Apremilast, at oral dosages of 20 mg or 30 mg twice daily, appeared to be effective and safe for patients with moderate to severe plaque psoriasis, according to study results.

Researchers randomly assigned 352 patients with moderate to severe psoriasis (mean age, 44.3 years; 63% men) into one of four groups in a phase 2b, multicenter trial. Patients were assigned twice-daily treatment for 24 weeks of: oral placebo (n=88), 10 mg apremilast (n=89), 20 mg apremilast (n=87) or 30 mg apremilast (n=88). The placebo group was assigned 20 mg or 30 mg apremilast twice daily at week 16 through week 24. Treatment assignments were hidden from investigators and participants for the first 16 weeks; researchers revealed that all treatment was active during weeks 16 to 24, but dose amounts were concealed.

The proportion of patients achieving at least 75% reduction from baseline psoriasis area and severity index (PASI-75) at week 16 was significantly higher in cohorts assigned 20 mg apremilast (OR=6.69; 95% CI, 2.43-18.5) or 30 mg apremilast (OR=11.5; 95% CI, 4.24-31.16) compared with placebo. The 10-mg apremilast group did not significantly differ from placebo (OR=2.10; 95% CI, 0.69-6.42).

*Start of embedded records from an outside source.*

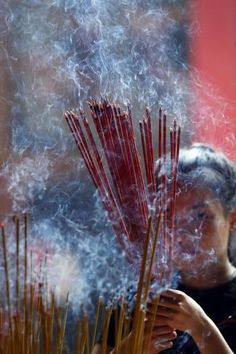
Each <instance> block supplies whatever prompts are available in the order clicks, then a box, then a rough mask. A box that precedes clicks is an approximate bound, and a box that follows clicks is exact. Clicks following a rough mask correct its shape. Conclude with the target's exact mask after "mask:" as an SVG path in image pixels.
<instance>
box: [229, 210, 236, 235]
mask: <svg viewBox="0 0 236 354" xmlns="http://www.w3.org/2000/svg"><path fill="white" fill-rule="evenodd" d="M230 231H231V234H236V210H234V211H233V212H231V214H230Z"/></svg>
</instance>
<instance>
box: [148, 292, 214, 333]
mask: <svg viewBox="0 0 236 354" xmlns="http://www.w3.org/2000/svg"><path fill="white" fill-rule="evenodd" d="M206 318H207V315H206V314H205V312H204V311H203V309H202V308H201V306H200V305H198V303H197V302H196V301H194V300H193V299H192V298H191V297H190V296H188V295H186V294H185V293H184V292H182V291H179V290H167V291H165V292H163V293H162V294H161V297H160V302H159V305H158V309H157V316H156V321H155V323H156V325H158V326H169V327H171V328H175V329H177V330H179V331H183V332H188V333H189V334H190V335H191V336H192V337H193V338H195V337H199V335H202V330H203V328H204V323H205V321H206Z"/></svg>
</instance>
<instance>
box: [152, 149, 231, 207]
mask: <svg viewBox="0 0 236 354" xmlns="http://www.w3.org/2000/svg"><path fill="white" fill-rule="evenodd" d="M158 165H159V164H158V162H157V166H158ZM161 165H162V168H161V170H160V172H159V175H163V174H164V173H165V170H166V169H167V175H168V176H169V177H170V178H171V174H170V171H171V170H170V168H171V161H170V157H168V158H167V161H166V163H165V164H164V163H163V161H162V163H161ZM157 171H158V168H157V169H156V174H157ZM178 184H179V185H180V186H184V187H186V188H187V187H191V186H197V187H203V188H205V187H206V188H209V190H211V191H212V192H213V194H214V195H215V196H216V198H218V199H219V200H220V201H221V203H222V205H223V207H224V209H225V211H232V210H235V209H236V164H235V163H233V162H232V161H230V160H229V159H228V158H227V157H226V156H225V155H224V154H223V153H222V152H221V151H217V150H215V149H214V148H213V147H211V146H209V145H206V144H200V143H195V144H193V145H191V146H190V147H187V148H183V149H180V153H179V164H178Z"/></svg>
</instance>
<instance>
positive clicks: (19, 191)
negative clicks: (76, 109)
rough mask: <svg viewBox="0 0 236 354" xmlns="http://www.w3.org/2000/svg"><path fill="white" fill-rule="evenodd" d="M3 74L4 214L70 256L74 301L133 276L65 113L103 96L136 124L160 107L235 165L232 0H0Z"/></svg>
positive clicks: (1, 129)
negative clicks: (118, 106)
mask: <svg viewBox="0 0 236 354" xmlns="http://www.w3.org/2000/svg"><path fill="white" fill-rule="evenodd" d="M0 78H1V79H0V163H1V165H0V216H1V219H2V220H3V221H4V220H6V218H8V217H11V215H13V214H14V213H19V214H21V213H24V212H27V213H28V214H29V215H30V220H31V234H32V235H33V237H34V238H35V239H37V240H41V241H42V244H44V245H47V247H48V248H50V247H51V248H52V249H53V250H54V251H53V252H58V254H60V255H61V256H63V257H64V256H65V253H66V254H67V255H68V254H69V255H70V257H74V259H75V263H73V264H74V268H75V269H76V272H75V273H73V272H72V274H74V276H75V277H76V279H78V278H80V279H82V280H81V282H80V283H79V284H78V288H80V289H83V292H81V291H79V290H78V289H77V290H78V292H77V293H76V294H75V298H76V301H79V300H80V297H79V296H80V295H81V297H82V300H83V299H86V301H87V295H88V294H90V293H91V292H93V291H94V292H96V291H100V290H102V291H103V290H104V289H107V288H109V287H110V286H112V285H111V284H113V282H117V284H118V283H119V281H120V279H121V278H122V279H123V280H124V286H125V283H126V282H127V281H128V279H130V277H132V275H129V274H128V273H127V274H126V277H125V279H124V272H123V273H122V269H123V268H122V265H123V266H124V268H125V260H124V255H122V252H120V251H119V250H117V249H116V247H115V240H114V238H113V236H112V231H111V227H110V225H109V222H107V220H106V215H105V214H104V212H103V209H102V207H101V205H100V202H99V200H98V198H97V194H96V191H95V189H94V186H93V184H92V181H91V179H90V177H89V176H88V173H87V170H86V168H85V166H84V164H83V161H82V160H81V158H80V156H79V154H78V152H77V150H76V147H75V144H74V142H73V139H72V137H71V135H70V133H69V130H68V127H67V126H66V124H65V122H64V119H63V113H64V111H65V110H67V109H72V108H79V107H81V106H83V107H84V108H85V110H86V111H87V108H86V107H87V105H86V102H87V100H88V99H91V98H97V99H99V98H100V97H101V96H106V97H108V98H110V99H111V100H113V101H115V102H118V103H120V104H121V105H122V107H125V106H126V105H127V104H128V103H129V104H130V105H131V109H132V111H133V116H134V117H135V119H136V120H137V123H138V120H139V119H140V117H142V115H143V113H144V109H145V107H146V105H147V106H149V107H150V109H151V112H152V116H153V118H155V117H156V116H157V112H158V108H159V105H162V106H163V108H164V109H165V110H166V112H167V115H168V117H169V118H171V119H173V118H174V117H177V119H178V121H179V123H180V124H181V126H182V131H183V134H182V146H183V145H185V144H189V143H190V142H193V141H202V142H207V143H210V144H213V145H215V146H217V147H218V148H221V149H222V150H223V151H224V152H225V153H226V154H227V155H228V156H229V157H230V158H232V159H234V160H236V149H235V146H236V2H235V0H225V1H224V2H222V1H214V0H192V1H191V0H175V1H174V0H146V1H143V0H129V1H127V0H121V1H117V0H79V1H78V0H32V1H27V0H17V1H16V0H0ZM137 126H138V124H137ZM45 247H46V246H45ZM107 249H109V250H110V251H109V252H107ZM55 250H56V251H55ZM117 262H119V264H120V265H121V266H120V268H119V269H120V270H119V271H118V270H117V267H115V265H116V264H117ZM107 264H109V267H107ZM80 268H81V273H80V277H79V276H78V273H77V270H78V269H80ZM119 272H120V273H119ZM118 273H119V274H118ZM102 279H104V280H102ZM119 284H120V283H119ZM78 293H79V295H78ZM81 293H82V294H81ZM76 301H75V302H76Z"/></svg>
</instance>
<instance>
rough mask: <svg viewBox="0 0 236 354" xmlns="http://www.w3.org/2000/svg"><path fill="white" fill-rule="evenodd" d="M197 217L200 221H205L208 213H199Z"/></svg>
mask: <svg viewBox="0 0 236 354" xmlns="http://www.w3.org/2000/svg"><path fill="white" fill-rule="evenodd" d="M197 217H198V219H201V220H202V219H205V218H206V213H204V212H199V213H197Z"/></svg>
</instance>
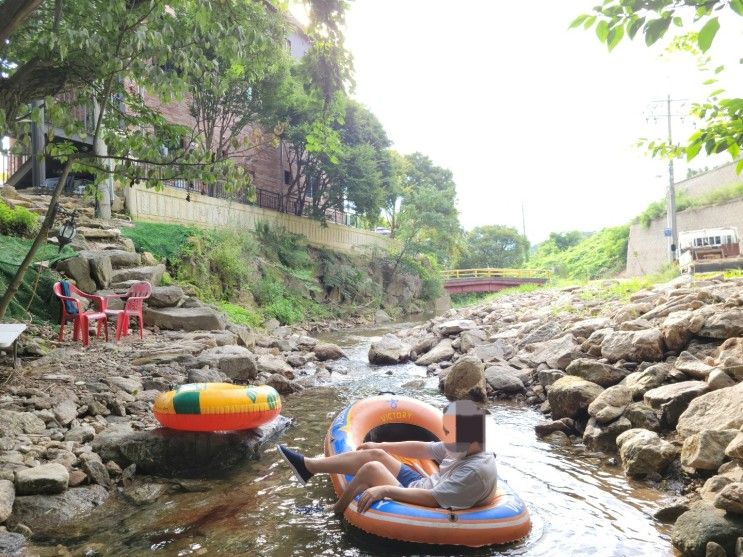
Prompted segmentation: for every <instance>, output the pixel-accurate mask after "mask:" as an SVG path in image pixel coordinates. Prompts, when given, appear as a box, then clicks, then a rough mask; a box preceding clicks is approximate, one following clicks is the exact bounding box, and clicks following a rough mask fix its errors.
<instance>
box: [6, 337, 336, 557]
mask: <svg viewBox="0 0 743 557" xmlns="http://www.w3.org/2000/svg"><path fill="white" fill-rule="evenodd" d="M55 337H56V328H52V327H48V326H44V327H32V330H31V331H30V333H29V334H28V335H27V336H26V339H27V340H26V343H25V347H24V349H23V352H24V353H25V354H26V355H27V356H24V358H23V362H22V366H21V367H20V368H19V369H16V370H12V369H11V368H10V367H7V366H6V367H2V366H3V364H6V363H9V361H8V359H7V358H0V362H1V363H0V379H2V387H1V388H0V423H2V424H3V425H2V429H1V430H0V524H1V525H2V526H0V555H24V554H25V551H26V550H25V546H26V539H27V538H28V537H33V536H41V537H45V536H48V535H52V534H53V532H55V531H59V530H60V529H64V528H65V527H66V526H69V525H70V524H71V523H73V522H74V521H76V520H79V519H80V517H81V516H82V515H85V514H86V513H88V512H90V511H91V510H92V509H94V508H95V507H96V506H98V505H101V504H102V503H103V502H105V501H106V500H107V499H108V498H109V497H110V496H112V495H116V496H121V497H125V498H127V499H128V500H130V501H134V502H135V503H136V504H148V503H152V502H154V501H155V500H157V499H158V498H159V497H161V496H163V495H165V494H167V493H168V491H169V490H173V489H181V490H182V489H186V490H190V489H194V488H195V489H203V486H196V487H194V486H193V485H190V484H189V483H188V482H187V481H185V480H182V479H179V480H177V481H176V480H166V479H164V478H169V477H174V476H177V477H178V478H184V477H186V478H187V477H188V476H190V475H193V474H197V475H199V476H200V477H203V476H204V475H205V474H208V473H212V472H214V471H215V470H219V469H223V468H225V467H228V466H232V465H234V464H236V463H238V462H240V461H242V460H244V459H250V458H255V457H257V455H258V454H259V452H260V451H261V449H262V447H263V446H265V445H266V444H267V443H270V442H272V441H274V440H275V439H276V438H277V437H278V436H279V435H280V434H281V433H282V432H283V431H284V430H285V429H286V427H288V425H289V421H288V420H287V419H286V418H283V417H281V416H280V417H279V418H277V419H276V420H274V421H273V422H271V423H269V424H266V425H265V426H263V427H261V428H259V429H258V430H255V431H248V432H232V433H226V434H218V433H215V434H212V433H185V434H184V433H182V432H171V431H168V430H165V429H163V428H159V427H158V424H157V422H156V421H155V420H154V418H153V415H152V412H151V405H152V401H153V400H154V399H155V397H156V396H157V395H158V394H159V393H160V392H162V391H166V390H168V389H170V388H172V387H173V386H174V385H178V384H182V383H192V382H207V381H213V382H214V381H216V382H218V381H227V382H235V383H250V384H268V385H272V386H273V387H274V388H276V389H277V390H278V391H279V392H280V393H282V394H287V393H291V392H295V391H297V390H301V389H303V388H304V387H306V386H311V385H316V384H322V383H323V382H326V381H327V380H328V379H329V378H330V374H331V372H332V371H333V368H334V366H336V365H338V367H339V369H341V371H342V366H340V365H339V364H336V363H335V360H337V359H339V358H341V357H342V356H343V352H342V351H341V350H340V348H338V347H337V346H335V345H332V344H327V343H321V342H318V341H317V340H316V339H314V338H312V337H310V336H308V335H307V334H306V333H305V332H304V331H302V330H299V329H289V328H286V327H279V328H277V329H275V330H274V331H273V332H272V333H271V334H266V335H263V334H256V333H254V332H252V331H250V330H249V329H248V328H246V327H240V326H234V325H230V324H227V325H226V328H225V329H224V330H215V331H196V332H184V331H160V330H158V329H157V328H155V329H152V330H147V331H146V333H145V338H144V340H140V339H139V337H138V335H131V336H129V337H125V338H124V339H123V340H122V341H121V342H120V343H117V344H114V343H106V342H104V341H102V339H97V338H95V337H91V344H90V347H89V348H88V349H85V350H84V349H82V347H81V346H80V344H79V343H71V342H64V343H62V342H56V341H47V340H44V341H41V339H49V338H55ZM44 352H45V355H43V356H41V357H36V358H31V357H29V356H28V355H29V354H33V353H36V354H41V353H44ZM145 474H147V475H154V476H156V477H155V478H153V477H151V476H146V475H145ZM87 554H88V553H86V555H87ZM91 554H96V553H91Z"/></svg>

PASI-75 was achieved by 6% of the placebo group, 11% of the 10-mg apremilast group (P=.19), 29% of the 20-mg apremilast group (P<.0001) and 41% of the 30-mg group (P<.0001).

Mild or moderate adverse events were reported by at least 5% of participants at week 16. Eight serious adverse events (three in placebo and 20-mg apremilast groups, two in apremilast 30-mg group) were considered unrelated to apremilast, which also had no apparent effect on hematological, urinalysis, immunological or inflammation, serum chemistry or electrocardiographic tests.

“Our results support continuing, longer-term studies,” the researchers said. “These findings, along with oral dosing and apparent lack of need for monitoring of liver and kidney function, suggest that apremilast offers an efficacious treatment option with an acceptable safety and tolerability profile of improved convenience compared with present options and could help fill a gap in the management of psoriasis.”

Disclosure: See the study for a full list of relevant disclosures.